Dalam program Gugus Kendali Mutu, kegiatan-kegiatan pengendalian berusaha melibatkan karyawan dalam penyelesaian masalah kerja, serta menyalurkan pemikiran mereka secara efektiv. Dalam hal ini diharapkan dapat meningkatkan produktivitas dengan menggali dan menyalurkan kekuatan pemikiran manusia yang bekerja sama dalam suatu perusahaan.
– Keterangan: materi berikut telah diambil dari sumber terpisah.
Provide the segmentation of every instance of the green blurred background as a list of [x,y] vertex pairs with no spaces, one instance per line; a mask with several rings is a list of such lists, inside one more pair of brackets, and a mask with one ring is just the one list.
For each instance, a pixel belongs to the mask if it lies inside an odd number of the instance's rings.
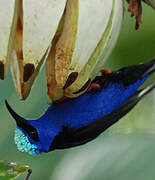
[[[112,70],[155,57],[155,11],[143,5],[142,25],[134,30],[129,13],[118,44],[105,64]],[[147,83],[155,79],[153,76]],[[4,106],[8,99],[22,116],[40,116],[50,102],[46,96],[45,70],[37,78],[29,98],[18,100],[10,73],[0,81],[0,159],[27,164],[31,180],[154,180],[155,179],[155,91],[95,141],[84,146],[31,157],[17,151],[15,122]],[[23,179],[23,176],[20,179]]]

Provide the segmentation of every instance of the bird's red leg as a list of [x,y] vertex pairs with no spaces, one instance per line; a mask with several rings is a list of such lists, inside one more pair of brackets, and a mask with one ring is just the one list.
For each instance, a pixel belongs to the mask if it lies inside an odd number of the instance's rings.
[[110,71],[108,69],[101,69],[100,72],[105,73],[105,74],[111,74],[112,73],[112,71]]

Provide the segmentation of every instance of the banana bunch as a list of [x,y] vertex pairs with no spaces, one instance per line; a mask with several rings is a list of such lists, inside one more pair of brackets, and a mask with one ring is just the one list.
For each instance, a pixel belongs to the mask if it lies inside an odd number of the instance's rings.
[[122,0],[0,1],[0,78],[10,65],[25,99],[46,63],[48,97],[77,97],[110,55],[122,18]]

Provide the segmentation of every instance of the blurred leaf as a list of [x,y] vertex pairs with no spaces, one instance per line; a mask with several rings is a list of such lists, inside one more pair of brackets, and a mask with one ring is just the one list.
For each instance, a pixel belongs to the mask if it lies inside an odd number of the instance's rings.
[[9,163],[6,161],[0,160],[0,179],[1,180],[13,180],[19,177],[20,175],[28,172],[26,180],[28,180],[31,170],[28,166],[17,165],[16,163]]

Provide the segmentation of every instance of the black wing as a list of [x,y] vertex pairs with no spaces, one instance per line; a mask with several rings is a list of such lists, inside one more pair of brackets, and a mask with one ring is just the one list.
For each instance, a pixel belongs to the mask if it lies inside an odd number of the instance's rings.
[[101,119],[96,120],[81,128],[70,129],[64,127],[63,131],[57,135],[51,144],[51,149],[64,149],[85,144],[86,142],[96,138],[110,126],[119,121],[126,115],[146,94],[155,88],[155,83],[147,88],[137,91],[130,99],[128,99],[121,107],[112,111]]

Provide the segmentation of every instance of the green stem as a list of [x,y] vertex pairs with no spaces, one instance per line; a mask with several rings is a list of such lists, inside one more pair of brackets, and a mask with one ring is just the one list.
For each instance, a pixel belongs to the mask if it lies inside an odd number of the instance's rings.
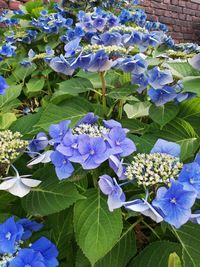
[[106,114],[107,105],[106,105],[106,79],[105,79],[105,71],[99,73],[101,79],[101,89],[102,89],[102,105],[103,105],[103,113]]
[[148,223],[146,223],[145,221],[142,221],[142,223],[147,227],[147,228],[149,228],[151,231],[152,231],[152,233],[160,240],[161,238],[160,238],[160,236],[156,233],[156,231],[150,226],[150,225],[148,225]]

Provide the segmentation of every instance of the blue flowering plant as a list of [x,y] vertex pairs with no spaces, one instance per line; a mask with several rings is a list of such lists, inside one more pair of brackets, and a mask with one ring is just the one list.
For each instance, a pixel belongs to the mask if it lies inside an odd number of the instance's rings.
[[0,226],[0,265],[2,267],[58,266],[58,250],[46,237],[29,241],[42,224],[28,219],[8,218]]
[[0,266],[198,267],[199,45],[137,0],[0,25]]

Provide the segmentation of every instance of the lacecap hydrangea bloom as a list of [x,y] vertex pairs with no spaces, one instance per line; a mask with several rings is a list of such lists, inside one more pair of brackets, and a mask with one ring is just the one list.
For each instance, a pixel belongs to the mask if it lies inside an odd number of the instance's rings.
[[[199,212],[192,213],[192,207],[200,197],[200,157],[189,164],[181,163],[179,157],[180,145],[163,139],[158,139],[149,154],[134,155],[129,164],[112,156],[110,166],[120,181],[126,181],[118,184],[108,175],[100,177],[99,187],[108,196],[109,210],[125,207],[176,228],[189,220],[199,223]],[[124,185],[143,189],[142,197],[126,200]]]
[[10,217],[0,225],[0,266],[1,267],[56,267],[58,250],[46,237],[34,243],[29,242],[33,232],[42,224],[28,219],[14,220]]
[[[38,163],[52,162],[59,179],[66,179],[74,172],[73,163],[79,163],[84,170],[92,170],[108,160],[111,155],[126,157],[136,148],[134,143],[126,137],[127,129],[114,120],[103,121],[103,126],[97,123],[98,116],[88,113],[73,128],[70,121],[61,121],[49,128],[49,145],[46,150],[32,159],[29,166]],[[36,137],[29,144],[30,153],[43,150],[46,137]],[[37,142],[36,142],[37,141]],[[34,151],[32,151],[32,149]]]

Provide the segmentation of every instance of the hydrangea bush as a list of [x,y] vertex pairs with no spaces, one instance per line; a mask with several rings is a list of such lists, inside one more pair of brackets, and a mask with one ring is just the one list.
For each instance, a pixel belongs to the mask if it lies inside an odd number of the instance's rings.
[[0,266],[199,266],[200,47],[139,4],[1,14]]

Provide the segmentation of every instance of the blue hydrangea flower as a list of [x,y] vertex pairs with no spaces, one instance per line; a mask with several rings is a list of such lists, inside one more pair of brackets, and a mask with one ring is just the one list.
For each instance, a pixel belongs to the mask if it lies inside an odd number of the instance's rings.
[[195,192],[185,190],[182,183],[172,180],[169,189],[158,189],[152,204],[162,212],[166,222],[180,228],[190,219],[195,199]]
[[102,175],[98,184],[101,191],[108,196],[107,203],[110,211],[122,207],[125,202],[125,194],[115,179],[108,175]]
[[103,72],[109,70],[112,64],[113,61],[109,59],[109,55],[104,50],[99,50],[92,55],[87,70],[91,72]]
[[97,168],[110,156],[110,151],[101,137],[80,135],[78,151],[83,159],[81,164],[84,170]]
[[58,151],[54,151],[50,157],[55,166],[56,175],[60,180],[67,179],[72,175],[74,167],[66,156]]
[[29,239],[33,232],[38,232],[43,227],[43,224],[37,223],[35,221],[30,221],[28,219],[21,219],[16,222],[17,225],[23,227],[22,240]]
[[79,137],[73,135],[71,131],[68,131],[64,136],[61,144],[56,147],[56,150],[66,156],[70,161],[81,163],[82,156],[78,150]]
[[41,237],[39,240],[34,242],[31,249],[39,252],[43,256],[45,267],[56,267],[59,265],[57,261],[58,250],[56,246],[48,240],[46,237]]
[[183,165],[178,180],[184,189],[195,191],[197,198],[200,198],[200,165],[197,162]]
[[172,74],[169,70],[161,71],[159,67],[155,67],[148,72],[148,82],[154,89],[160,89],[164,85],[173,82]]
[[69,130],[69,124],[71,121],[61,121],[58,124],[52,124],[49,127],[49,134],[52,138],[52,143],[60,143]]
[[23,227],[15,223],[14,217],[0,224],[0,253],[14,253],[16,242],[21,240],[22,235]]
[[0,75],[0,95],[5,95],[8,85],[6,80]]
[[41,253],[33,249],[21,249],[17,256],[11,261],[9,267],[46,267]]
[[121,60],[119,69],[133,74],[142,74],[147,69],[147,62],[140,55]]
[[150,88],[148,90],[148,95],[150,96],[151,101],[159,107],[174,100],[177,94],[172,87],[165,85],[160,89]]
[[151,153],[164,153],[178,158],[180,157],[181,147],[174,142],[158,139],[152,148]]

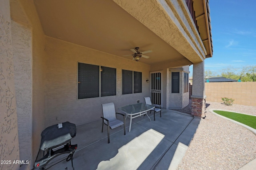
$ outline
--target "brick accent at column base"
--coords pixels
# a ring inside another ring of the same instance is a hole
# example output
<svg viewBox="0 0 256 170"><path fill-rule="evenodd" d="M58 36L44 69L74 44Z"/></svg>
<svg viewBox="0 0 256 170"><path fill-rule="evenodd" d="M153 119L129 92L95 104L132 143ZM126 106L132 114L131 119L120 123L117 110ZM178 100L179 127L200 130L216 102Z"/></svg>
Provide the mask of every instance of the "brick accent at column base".
<svg viewBox="0 0 256 170"><path fill-rule="evenodd" d="M191 98L191 114L194 116L205 117L206 100L199 98Z"/></svg>

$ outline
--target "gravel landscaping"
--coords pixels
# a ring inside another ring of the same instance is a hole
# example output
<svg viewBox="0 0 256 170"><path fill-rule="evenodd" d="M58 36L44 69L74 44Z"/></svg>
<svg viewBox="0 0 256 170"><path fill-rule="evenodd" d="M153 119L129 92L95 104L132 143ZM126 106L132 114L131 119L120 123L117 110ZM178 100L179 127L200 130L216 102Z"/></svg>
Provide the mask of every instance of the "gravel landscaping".
<svg viewBox="0 0 256 170"><path fill-rule="evenodd" d="M228 110L256 115L256 106L207 102L202 119L178 170L237 170L256 158L256 135L239 125L217 116L210 109ZM190 113L190 104L179 111Z"/></svg>

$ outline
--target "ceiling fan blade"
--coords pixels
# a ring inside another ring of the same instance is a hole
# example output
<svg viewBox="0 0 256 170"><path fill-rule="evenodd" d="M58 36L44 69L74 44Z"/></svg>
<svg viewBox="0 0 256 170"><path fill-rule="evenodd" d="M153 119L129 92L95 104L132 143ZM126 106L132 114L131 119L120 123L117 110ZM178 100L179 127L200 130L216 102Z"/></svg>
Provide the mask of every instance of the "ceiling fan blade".
<svg viewBox="0 0 256 170"><path fill-rule="evenodd" d="M130 49L130 50L131 50L134 53L137 53L137 51L136 51L134 49Z"/></svg>
<svg viewBox="0 0 256 170"><path fill-rule="evenodd" d="M145 55L142 55L141 57L142 57L146 58L146 59L148 59L149 57L150 57L149 56Z"/></svg>
<svg viewBox="0 0 256 170"><path fill-rule="evenodd" d="M153 52L153 51L152 50L148 50L147 51L143 51L143 52L142 52L141 53L140 53L141 54L146 54L147 53L151 53Z"/></svg>

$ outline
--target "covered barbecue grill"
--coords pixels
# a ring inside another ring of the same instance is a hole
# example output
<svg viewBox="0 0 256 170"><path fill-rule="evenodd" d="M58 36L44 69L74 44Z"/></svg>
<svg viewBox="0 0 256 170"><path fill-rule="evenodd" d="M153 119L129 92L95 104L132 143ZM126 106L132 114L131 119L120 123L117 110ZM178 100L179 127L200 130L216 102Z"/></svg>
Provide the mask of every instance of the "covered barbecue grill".
<svg viewBox="0 0 256 170"><path fill-rule="evenodd" d="M76 134L76 125L68 121L49 126L44 130L41 134L41 144L35 168L45 170L46 165L54 158L69 154L66 160L71 160L74 170L73 156L77 145L71 145L71 140Z"/></svg>

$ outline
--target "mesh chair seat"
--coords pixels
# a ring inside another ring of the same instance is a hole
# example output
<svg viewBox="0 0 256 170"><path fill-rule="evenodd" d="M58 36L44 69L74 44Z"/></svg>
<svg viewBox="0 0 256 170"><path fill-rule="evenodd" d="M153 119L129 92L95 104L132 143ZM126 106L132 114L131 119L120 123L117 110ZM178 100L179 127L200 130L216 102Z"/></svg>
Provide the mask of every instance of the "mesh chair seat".
<svg viewBox="0 0 256 170"><path fill-rule="evenodd" d="M150 98L149 97L147 97L146 98L144 98L144 99L145 99L145 102L146 102L146 104L149 104L150 105L152 105L152 106L154 106L155 107L154 109L152 109L150 110L150 113L151 113L151 111L154 111L154 120L156 120L156 119L155 118L155 112L158 112L158 111L160 111L160 117L162 117L162 115L161 113L161 105L159 105L159 106L156 106L154 105L155 105L155 104L152 104L152 103L151 102L151 100L150 99ZM160 107L160 108L158 108L158 107Z"/></svg>
<svg viewBox="0 0 256 170"><path fill-rule="evenodd" d="M125 117L124 115L118 113L116 113L115 105L113 103L102 104L102 111L103 117L102 119L102 132L103 132L103 125L104 124L108 126L108 142L110 143L110 128L112 129L124 125L124 135L125 131ZM124 121L116 119L116 114L122 115L124 117Z"/></svg>

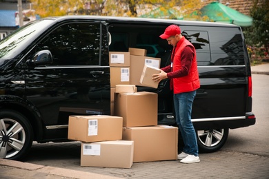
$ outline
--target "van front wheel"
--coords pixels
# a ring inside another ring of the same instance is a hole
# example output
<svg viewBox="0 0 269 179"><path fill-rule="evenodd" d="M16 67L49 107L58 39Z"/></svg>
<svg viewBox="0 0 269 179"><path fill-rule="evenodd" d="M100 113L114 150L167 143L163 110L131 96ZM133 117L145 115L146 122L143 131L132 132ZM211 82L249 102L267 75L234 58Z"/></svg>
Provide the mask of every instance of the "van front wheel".
<svg viewBox="0 0 269 179"><path fill-rule="evenodd" d="M210 153L220 149L227 140L229 129L197 131L199 151Z"/></svg>
<svg viewBox="0 0 269 179"><path fill-rule="evenodd" d="M0 158L23 159L32 146L32 135L23 115L13 110L0 112Z"/></svg>

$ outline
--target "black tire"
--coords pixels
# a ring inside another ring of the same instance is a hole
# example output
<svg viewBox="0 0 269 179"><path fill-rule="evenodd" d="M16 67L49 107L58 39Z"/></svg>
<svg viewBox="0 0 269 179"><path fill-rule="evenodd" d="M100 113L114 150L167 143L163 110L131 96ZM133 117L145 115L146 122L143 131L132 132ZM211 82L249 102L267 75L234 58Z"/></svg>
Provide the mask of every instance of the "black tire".
<svg viewBox="0 0 269 179"><path fill-rule="evenodd" d="M32 140L32 128L23 115L12 110L0 111L0 158L23 160Z"/></svg>
<svg viewBox="0 0 269 179"><path fill-rule="evenodd" d="M197 143L200 152L210 153L219 150L225 144L229 129L197 131Z"/></svg>

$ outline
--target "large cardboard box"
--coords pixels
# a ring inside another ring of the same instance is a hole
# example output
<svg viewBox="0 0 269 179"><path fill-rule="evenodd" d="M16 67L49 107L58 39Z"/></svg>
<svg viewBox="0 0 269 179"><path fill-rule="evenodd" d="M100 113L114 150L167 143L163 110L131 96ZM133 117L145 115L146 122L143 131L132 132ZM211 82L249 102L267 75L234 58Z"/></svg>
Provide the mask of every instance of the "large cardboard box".
<svg viewBox="0 0 269 179"><path fill-rule="evenodd" d="M145 65L160 67L161 59L142 56L130 56L130 84L141 86L140 78Z"/></svg>
<svg viewBox="0 0 269 179"><path fill-rule="evenodd" d="M145 65L140 78L140 83L143 86L157 88L159 83L152 80L152 75L160 72L161 71L159 68Z"/></svg>
<svg viewBox="0 0 269 179"><path fill-rule="evenodd" d="M115 93L114 113L123 126L152 126L158 123L158 95L153 92Z"/></svg>
<svg viewBox="0 0 269 179"><path fill-rule="evenodd" d="M133 156L134 141L82 143L81 166L130 169Z"/></svg>
<svg viewBox="0 0 269 179"><path fill-rule="evenodd" d="M134 162L177 160L177 127L123 127L123 140L134 143Z"/></svg>
<svg viewBox="0 0 269 179"><path fill-rule="evenodd" d="M130 52L109 52L110 67L130 67Z"/></svg>
<svg viewBox="0 0 269 179"><path fill-rule="evenodd" d="M85 143L121 140L122 126L120 116L70 116L68 138Z"/></svg>
<svg viewBox="0 0 269 179"><path fill-rule="evenodd" d="M130 85L129 67L110 67L110 87Z"/></svg>
<svg viewBox="0 0 269 179"><path fill-rule="evenodd" d="M134 93L137 92L137 87L134 85L116 85L115 93Z"/></svg>
<svg viewBox="0 0 269 179"><path fill-rule="evenodd" d="M146 56L147 50L142 48L129 48L130 55Z"/></svg>

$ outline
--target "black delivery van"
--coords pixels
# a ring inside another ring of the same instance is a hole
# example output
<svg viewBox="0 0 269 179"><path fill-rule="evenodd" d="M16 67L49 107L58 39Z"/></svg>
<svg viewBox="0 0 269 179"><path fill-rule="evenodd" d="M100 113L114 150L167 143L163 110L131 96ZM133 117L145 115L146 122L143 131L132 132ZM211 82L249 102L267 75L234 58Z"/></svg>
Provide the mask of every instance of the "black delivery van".
<svg viewBox="0 0 269 179"><path fill-rule="evenodd" d="M0 158L21 160L32 142L65 142L70 115L110 115L109 52L145 48L170 63L161 34L171 24L195 47L201 87L192 121L201 152L230 129L255 123L250 60L239 26L179 20L66 16L37 20L0 41ZM176 125L169 80L157 88L158 124Z"/></svg>

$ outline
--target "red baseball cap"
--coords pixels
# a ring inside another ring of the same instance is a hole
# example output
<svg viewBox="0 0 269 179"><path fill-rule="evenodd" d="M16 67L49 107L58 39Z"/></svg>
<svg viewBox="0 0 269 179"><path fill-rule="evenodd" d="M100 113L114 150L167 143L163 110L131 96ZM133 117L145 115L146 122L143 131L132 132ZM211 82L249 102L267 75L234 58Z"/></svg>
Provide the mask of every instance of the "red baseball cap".
<svg viewBox="0 0 269 179"><path fill-rule="evenodd" d="M166 39L171 36L175 36L180 34L181 33L181 31L179 26L176 25L170 25L166 29L164 33L160 35L160 37L163 39Z"/></svg>

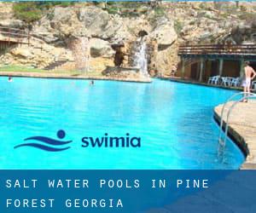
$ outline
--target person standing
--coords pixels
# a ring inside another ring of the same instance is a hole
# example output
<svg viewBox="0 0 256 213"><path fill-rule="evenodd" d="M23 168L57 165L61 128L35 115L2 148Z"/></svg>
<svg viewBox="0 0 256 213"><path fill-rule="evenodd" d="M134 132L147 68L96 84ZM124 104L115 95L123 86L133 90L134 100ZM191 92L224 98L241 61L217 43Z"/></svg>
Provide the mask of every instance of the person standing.
<svg viewBox="0 0 256 213"><path fill-rule="evenodd" d="M249 61L245 61L245 66L244 66L244 74L245 74L245 79L243 82L243 91L245 93L250 93L251 92L251 83L252 80L256 77L256 72L253 70L252 66L250 66ZM244 94L244 99L243 102L247 102L248 100L246 98L248 95L248 94Z"/></svg>

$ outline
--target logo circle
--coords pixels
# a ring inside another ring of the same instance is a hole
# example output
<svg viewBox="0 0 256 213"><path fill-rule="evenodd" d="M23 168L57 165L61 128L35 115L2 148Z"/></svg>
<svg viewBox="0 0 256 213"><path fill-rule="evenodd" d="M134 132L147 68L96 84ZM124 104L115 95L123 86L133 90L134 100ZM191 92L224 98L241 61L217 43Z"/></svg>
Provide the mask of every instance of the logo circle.
<svg viewBox="0 0 256 213"><path fill-rule="evenodd" d="M65 131L64 130L59 130L58 132L57 132L57 136L58 136L58 138L60 138L60 139L63 139L65 136L66 136L66 133L65 133Z"/></svg>

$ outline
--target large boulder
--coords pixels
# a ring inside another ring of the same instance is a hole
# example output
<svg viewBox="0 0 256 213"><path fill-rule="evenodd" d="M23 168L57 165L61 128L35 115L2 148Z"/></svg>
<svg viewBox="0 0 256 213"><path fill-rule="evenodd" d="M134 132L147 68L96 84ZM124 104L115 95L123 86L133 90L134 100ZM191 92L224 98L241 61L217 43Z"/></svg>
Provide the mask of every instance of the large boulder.
<svg viewBox="0 0 256 213"><path fill-rule="evenodd" d="M0 26L21 28L25 26L24 22L20 20L7 19L0 20Z"/></svg>
<svg viewBox="0 0 256 213"><path fill-rule="evenodd" d="M156 38L158 44L160 46L172 45L177 38L173 21L166 17L161 17L157 20L156 26L150 33L150 37Z"/></svg>
<svg viewBox="0 0 256 213"><path fill-rule="evenodd" d="M113 49L107 41L100 38L91 38L90 41L90 55L92 57L113 57L114 55Z"/></svg>

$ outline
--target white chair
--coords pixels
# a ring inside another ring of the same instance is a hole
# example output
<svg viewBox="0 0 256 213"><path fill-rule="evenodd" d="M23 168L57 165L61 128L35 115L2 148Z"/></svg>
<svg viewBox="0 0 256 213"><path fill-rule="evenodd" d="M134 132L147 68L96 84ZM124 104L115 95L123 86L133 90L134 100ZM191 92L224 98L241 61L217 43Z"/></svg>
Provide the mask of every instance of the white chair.
<svg viewBox="0 0 256 213"><path fill-rule="evenodd" d="M229 78L222 77L221 78L221 84L224 86L229 86L230 83Z"/></svg>
<svg viewBox="0 0 256 213"><path fill-rule="evenodd" d="M209 84L218 84L219 78L220 78L220 76L210 77L208 79L208 83Z"/></svg>
<svg viewBox="0 0 256 213"><path fill-rule="evenodd" d="M256 89L256 81L252 82L252 89Z"/></svg>

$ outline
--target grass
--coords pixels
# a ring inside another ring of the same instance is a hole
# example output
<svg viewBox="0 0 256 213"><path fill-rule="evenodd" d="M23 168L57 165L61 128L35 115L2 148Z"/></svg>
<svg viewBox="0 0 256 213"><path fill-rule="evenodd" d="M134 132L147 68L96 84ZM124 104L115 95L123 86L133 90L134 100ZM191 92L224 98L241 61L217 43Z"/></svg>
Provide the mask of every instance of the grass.
<svg viewBox="0 0 256 213"><path fill-rule="evenodd" d="M32 67L25 67L20 66L9 66L9 65L0 66L0 72L47 72L45 70L36 69Z"/></svg>
<svg viewBox="0 0 256 213"><path fill-rule="evenodd" d="M89 77L101 77L102 76L99 72L90 71L86 74L82 73L80 71L47 71L43 69L37 69L32 67L26 67L21 66L0 66L1 72L23 72L23 73L42 73L42 74L64 74L70 76L89 76Z"/></svg>

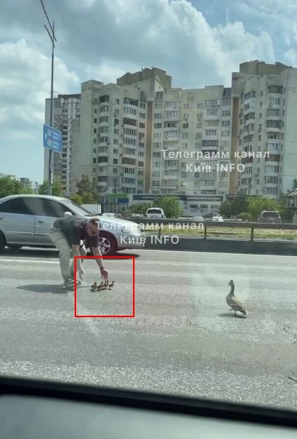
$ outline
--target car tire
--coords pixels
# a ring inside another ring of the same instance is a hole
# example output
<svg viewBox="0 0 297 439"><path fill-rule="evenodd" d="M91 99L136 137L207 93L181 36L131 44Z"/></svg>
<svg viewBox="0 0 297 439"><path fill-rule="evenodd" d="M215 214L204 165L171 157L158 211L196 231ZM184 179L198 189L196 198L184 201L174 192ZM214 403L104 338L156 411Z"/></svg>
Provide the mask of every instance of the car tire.
<svg viewBox="0 0 297 439"><path fill-rule="evenodd" d="M117 250L114 237L108 232L100 232L99 248L103 256L113 256Z"/></svg>
<svg viewBox="0 0 297 439"><path fill-rule="evenodd" d="M0 232L0 253L4 251L6 245L6 240L5 237L2 232Z"/></svg>

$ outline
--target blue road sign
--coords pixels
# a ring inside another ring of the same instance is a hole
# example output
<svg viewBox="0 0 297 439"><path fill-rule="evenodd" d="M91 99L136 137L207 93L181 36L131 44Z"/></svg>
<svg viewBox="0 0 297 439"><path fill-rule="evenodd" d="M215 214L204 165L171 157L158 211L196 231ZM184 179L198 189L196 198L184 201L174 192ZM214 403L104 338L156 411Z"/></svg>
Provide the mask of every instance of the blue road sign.
<svg viewBox="0 0 297 439"><path fill-rule="evenodd" d="M62 133L43 124L43 146L55 152L62 152Z"/></svg>

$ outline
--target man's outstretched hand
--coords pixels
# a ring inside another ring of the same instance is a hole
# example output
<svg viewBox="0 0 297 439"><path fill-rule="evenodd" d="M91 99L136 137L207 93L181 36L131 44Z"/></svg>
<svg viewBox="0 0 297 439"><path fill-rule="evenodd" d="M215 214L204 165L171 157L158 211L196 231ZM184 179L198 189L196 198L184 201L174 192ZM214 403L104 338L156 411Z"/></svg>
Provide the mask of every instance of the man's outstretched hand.
<svg viewBox="0 0 297 439"><path fill-rule="evenodd" d="M101 277L103 277L104 280L107 280L108 278L109 274L107 269L106 268L103 268L102 270L100 270L100 273L101 273Z"/></svg>

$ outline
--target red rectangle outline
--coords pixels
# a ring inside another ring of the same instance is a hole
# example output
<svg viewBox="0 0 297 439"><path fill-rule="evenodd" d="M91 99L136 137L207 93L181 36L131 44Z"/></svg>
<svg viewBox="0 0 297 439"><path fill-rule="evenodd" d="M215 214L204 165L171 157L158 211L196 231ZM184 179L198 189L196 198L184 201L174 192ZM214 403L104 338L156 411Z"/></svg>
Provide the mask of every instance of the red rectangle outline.
<svg viewBox="0 0 297 439"><path fill-rule="evenodd" d="M81 314L77 314L77 301L76 301L76 295L77 295L77 279L76 279L76 272L77 272L77 268L76 268L76 260L79 258L80 259L94 259L95 258L102 258L103 259L132 259L132 263L133 263L133 269L132 269L132 280L133 280L133 289L132 289L132 309L133 312L131 315L82 315ZM76 256L74 257L74 276L75 276L75 281L74 281L74 317L77 317L78 318L81 317L93 317L93 318L100 318L100 317L110 317L110 318L123 318L123 317L129 317L129 318L133 318L135 317L135 256Z"/></svg>

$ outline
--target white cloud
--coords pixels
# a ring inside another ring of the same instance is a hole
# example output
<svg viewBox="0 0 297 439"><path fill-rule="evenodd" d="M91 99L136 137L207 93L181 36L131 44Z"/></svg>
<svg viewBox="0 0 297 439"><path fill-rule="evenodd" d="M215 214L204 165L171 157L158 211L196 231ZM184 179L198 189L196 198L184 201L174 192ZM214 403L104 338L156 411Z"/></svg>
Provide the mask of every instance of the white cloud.
<svg viewBox="0 0 297 439"><path fill-rule="evenodd" d="M30 125L42 123L45 99L50 92L51 59L22 39L0 44L0 65L1 114L6 113L5 121L26 122L29 129ZM79 87L77 76L58 58L54 74L58 89Z"/></svg>
<svg viewBox="0 0 297 439"><path fill-rule="evenodd" d="M116 83L116 79L128 71L136 71L138 65L132 65L128 63L117 63L110 59L105 59L99 65L88 65L85 69L86 75L90 79L102 81L105 83Z"/></svg>

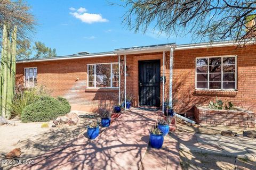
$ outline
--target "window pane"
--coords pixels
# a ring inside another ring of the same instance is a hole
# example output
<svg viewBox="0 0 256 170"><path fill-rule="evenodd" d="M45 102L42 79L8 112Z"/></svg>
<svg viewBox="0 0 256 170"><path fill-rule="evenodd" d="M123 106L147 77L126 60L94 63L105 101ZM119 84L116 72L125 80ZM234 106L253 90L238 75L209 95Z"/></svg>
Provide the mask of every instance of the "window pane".
<svg viewBox="0 0 256 170"><path fill-rule="evenodd" d="M221 57L214 57L209 58L209 65L220 65L221 64Z"/></svg>
<svg viewBox="0 0 256 170"><path fill-rule="evenodd" d="M210 73L221 72L221 65L209 65L209 72Z"/></svg>
<svg viewBox="0 0 256 170"><path fill-rule="evenodd" d="M118 70L118 64L112 64L112 69Z"/></svg>
<svg viewBox="0 0 256 170"><path fill-rule="evenodd" d="M196 67L197 73L207 73L207 66L201 66Z"/></svg>
<svg viewBox="0 0 256 170"><path fill-rule="evenodd" d="M208 74L196 74L196 80L197 81L207 81L208 80Z"/></svg>
<svg viewBox="0 0 256 170"><path fill-rule="evenodd" d="M90 87L94 87L94 81L92 81L92 82L89 82L89 86Z"/></svg>
<svg viewBox="0 0 256 170"><path fill-rule="evenodd" d="M118 80L118 75L113 75L113 78L112 78L112 83L114 81L118 81L119 80Z"/></svg>
<svg viewBox="0 0 256 170"><path fill-rule="evenodd" d="M223 57L223 64L235 64L236 62L236 58L233 57Z"/></svg>
<svg viewBox="0 0 256 170"><path fill-rule="evenodd" d="M223 74L223 81L235 81L235 73Z"/></svg>
<svg viewBox="0 0 256 170"><path fill-rule="evenodd" d="M33 76L34 76L34 69L29 69L29 82L28 83L28 86L29 87L33 87L34 86L33 82Z"/></svg>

Produktivitas kerja merupakan kunci bagi keberhasilan suatu organisasi, oleh karena itu produktivitas baik pada tingkat individual, kelompok maupun organisasi secara keseluruhan harus selalu dipelihara dan ditingkatkan.
Berdasarkan latar belakang di atas maka penulis tertarik untuk mengadakan suatu penelitian tentang "Pengaruh Implementasi Gugus Kendali Mutu (GKM) terhadap Produktivitas Kerja Karyawan Departemen Verutas Perum Peruri" (Survei pada karyawan departemen Verutas Perum Peruri X).
1.2 Identifikasi Masalah
Berdasarkan uraian yang telah dikemukakan pada latar belakang masalah, maka identifikasi masalah sebagai berikut:
1. Bagaimanakah Implementasi Gugus Kendali Mutu pada Departemen Verutas Perum Peruri
2. Bagaimanakah produktivitas kerja karyawan pada Departemen Verutas Perum Peruri
3. Seberapa besar pengaruh Implementasi Gugus Kendali Mutu terhadap Produktivitas kerja karyawan pada Departemen Verutas Perum Peruri
1.3 Tujuan Penelitian dan Kegunaan Penelitian
1.3.1 Tujuan Penelitian
Adapun tujuan dari penelitian ini adalah sebagai berikut :
1. Untuk mengetahui gambaran implementasi Gugus Kendali Mutu pada Departemen Verutas Perum Peruri.
2. Untuk mengetahui gambaran Produktivitas Kerja karyawan pada Departemen Verutas Perum Peruri.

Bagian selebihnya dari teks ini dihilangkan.